Two question of three lines of codes.

XiangqianMa opened this issue 6 years ago · comments

image = cv2.resize(image, (self.image_size, self.image_size))
image = cv2.cvtColor(image, cv2.COLOR_BGR2RGB).astype(np.float32)
image = (image / 255.0) * 2.0 - 1.0)

I have two questions for these three lines of codes.

After 'resize' operation, why do we need to use the cvColor function?
What's the function of the third code?

I want to train my own data, but my sample's resolution is too low. After i do these tree operation, the result is terrible. So i just want to resize my sample without the last two operation. But after I read your code, I don't know if there are any influence if I remove them.(I am not a native English speaker, thanks for your answer.)

Hammad · Answer 1 · Thu Jun 13 2019 02:56:01 GMT+0800 (China Standard Time)

1- image = cv2.cvtColor(image, cv2.COLOR_BGR2RGB).astype(np.float32):
We know image has three channels, R for Red, B for Blue and G for Green. When we read image using cv2 : imageMatrix = cv2.imread(imagePath) . The Blue channel from RGB comes first, followed by Green and then Red. So we convert it from BGR to RGB using the line mentioned at the start of this ans.

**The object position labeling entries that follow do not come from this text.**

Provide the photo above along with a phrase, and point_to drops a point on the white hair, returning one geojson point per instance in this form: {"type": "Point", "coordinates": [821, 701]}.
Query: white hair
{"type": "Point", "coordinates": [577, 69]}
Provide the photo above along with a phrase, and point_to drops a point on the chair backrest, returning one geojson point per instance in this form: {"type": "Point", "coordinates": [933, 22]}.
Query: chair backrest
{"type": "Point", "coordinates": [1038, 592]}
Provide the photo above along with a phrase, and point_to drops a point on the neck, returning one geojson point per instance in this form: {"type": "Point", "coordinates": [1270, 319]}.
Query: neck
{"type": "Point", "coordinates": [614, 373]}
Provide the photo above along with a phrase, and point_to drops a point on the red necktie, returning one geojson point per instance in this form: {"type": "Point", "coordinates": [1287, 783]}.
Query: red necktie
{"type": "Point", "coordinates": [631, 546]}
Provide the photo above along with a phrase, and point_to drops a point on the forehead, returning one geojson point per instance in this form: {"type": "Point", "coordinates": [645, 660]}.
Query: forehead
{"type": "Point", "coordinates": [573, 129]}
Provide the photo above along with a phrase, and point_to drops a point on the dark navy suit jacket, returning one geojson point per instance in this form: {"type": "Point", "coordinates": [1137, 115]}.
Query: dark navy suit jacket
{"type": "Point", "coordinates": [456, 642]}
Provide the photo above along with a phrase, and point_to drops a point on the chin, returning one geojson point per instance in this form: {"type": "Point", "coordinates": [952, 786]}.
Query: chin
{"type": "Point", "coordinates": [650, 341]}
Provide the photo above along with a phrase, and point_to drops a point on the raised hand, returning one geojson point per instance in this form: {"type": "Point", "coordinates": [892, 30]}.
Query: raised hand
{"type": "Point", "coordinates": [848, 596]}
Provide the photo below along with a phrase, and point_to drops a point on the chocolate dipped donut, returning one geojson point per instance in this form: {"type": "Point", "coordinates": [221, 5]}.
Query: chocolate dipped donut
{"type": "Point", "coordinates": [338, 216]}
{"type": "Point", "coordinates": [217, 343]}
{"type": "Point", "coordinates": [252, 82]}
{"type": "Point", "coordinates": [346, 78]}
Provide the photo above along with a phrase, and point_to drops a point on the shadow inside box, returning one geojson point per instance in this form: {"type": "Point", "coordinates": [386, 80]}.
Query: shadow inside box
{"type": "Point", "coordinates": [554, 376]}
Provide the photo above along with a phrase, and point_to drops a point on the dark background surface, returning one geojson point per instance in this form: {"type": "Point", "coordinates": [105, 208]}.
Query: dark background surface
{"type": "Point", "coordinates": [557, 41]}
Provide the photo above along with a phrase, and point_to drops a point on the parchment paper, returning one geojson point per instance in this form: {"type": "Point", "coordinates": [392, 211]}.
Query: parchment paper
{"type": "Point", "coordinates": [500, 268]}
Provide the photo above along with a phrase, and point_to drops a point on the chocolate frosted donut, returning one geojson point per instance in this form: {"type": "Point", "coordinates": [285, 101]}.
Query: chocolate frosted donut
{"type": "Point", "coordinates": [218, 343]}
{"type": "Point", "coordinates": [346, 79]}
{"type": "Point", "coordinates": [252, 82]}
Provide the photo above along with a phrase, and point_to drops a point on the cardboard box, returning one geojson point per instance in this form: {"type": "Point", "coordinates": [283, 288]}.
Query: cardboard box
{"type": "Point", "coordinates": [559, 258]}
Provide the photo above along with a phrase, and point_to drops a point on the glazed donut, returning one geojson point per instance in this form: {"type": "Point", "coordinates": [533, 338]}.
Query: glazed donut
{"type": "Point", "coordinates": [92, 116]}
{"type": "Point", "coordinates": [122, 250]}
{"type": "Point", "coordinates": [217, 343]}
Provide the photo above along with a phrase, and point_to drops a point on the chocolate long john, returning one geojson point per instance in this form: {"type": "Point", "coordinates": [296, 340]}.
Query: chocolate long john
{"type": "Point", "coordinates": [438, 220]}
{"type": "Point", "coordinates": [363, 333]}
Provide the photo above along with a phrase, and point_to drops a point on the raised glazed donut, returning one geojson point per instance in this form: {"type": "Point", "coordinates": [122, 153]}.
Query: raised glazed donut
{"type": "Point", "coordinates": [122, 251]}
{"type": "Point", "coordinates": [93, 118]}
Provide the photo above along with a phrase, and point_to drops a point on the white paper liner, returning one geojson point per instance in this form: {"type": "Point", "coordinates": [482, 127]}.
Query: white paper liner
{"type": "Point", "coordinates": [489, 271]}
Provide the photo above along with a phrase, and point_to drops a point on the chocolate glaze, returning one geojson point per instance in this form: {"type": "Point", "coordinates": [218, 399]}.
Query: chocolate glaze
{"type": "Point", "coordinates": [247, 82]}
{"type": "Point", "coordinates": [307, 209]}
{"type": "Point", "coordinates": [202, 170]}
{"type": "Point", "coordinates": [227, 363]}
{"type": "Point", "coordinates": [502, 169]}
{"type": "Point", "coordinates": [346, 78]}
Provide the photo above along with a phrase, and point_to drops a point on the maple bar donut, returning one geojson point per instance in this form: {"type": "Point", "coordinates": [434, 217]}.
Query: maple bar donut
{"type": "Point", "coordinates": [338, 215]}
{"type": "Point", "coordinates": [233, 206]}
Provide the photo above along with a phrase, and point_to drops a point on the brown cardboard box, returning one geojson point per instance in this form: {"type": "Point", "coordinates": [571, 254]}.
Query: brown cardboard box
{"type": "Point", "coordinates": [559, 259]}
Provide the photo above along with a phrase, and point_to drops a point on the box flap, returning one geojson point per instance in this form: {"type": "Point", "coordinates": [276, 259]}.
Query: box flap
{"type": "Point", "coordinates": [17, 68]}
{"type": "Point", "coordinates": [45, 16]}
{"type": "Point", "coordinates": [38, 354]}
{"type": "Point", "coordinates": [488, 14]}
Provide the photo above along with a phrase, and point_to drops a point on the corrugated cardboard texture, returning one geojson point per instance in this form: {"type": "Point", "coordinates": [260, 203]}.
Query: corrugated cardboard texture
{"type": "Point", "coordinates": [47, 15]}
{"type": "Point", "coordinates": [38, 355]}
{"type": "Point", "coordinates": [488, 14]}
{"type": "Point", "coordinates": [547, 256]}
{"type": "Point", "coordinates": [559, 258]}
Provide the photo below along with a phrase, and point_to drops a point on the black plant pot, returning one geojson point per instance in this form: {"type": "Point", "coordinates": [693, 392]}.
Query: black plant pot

2- image = (image / 255.0) * 2.0 - 1.0)
This line is for just normalizing the data which helps the optimization algorithm like Gradient Descent or Adam in fast convergence.

1st point does not hurt training of model, while the 2nd point does not hugely impact the training process.

XiangqianMa · Answer 2 · Fri Jun 14 2019 21:35:12 GMT+0800 (China Standard Time)

@Madi200 Thanks for your answer !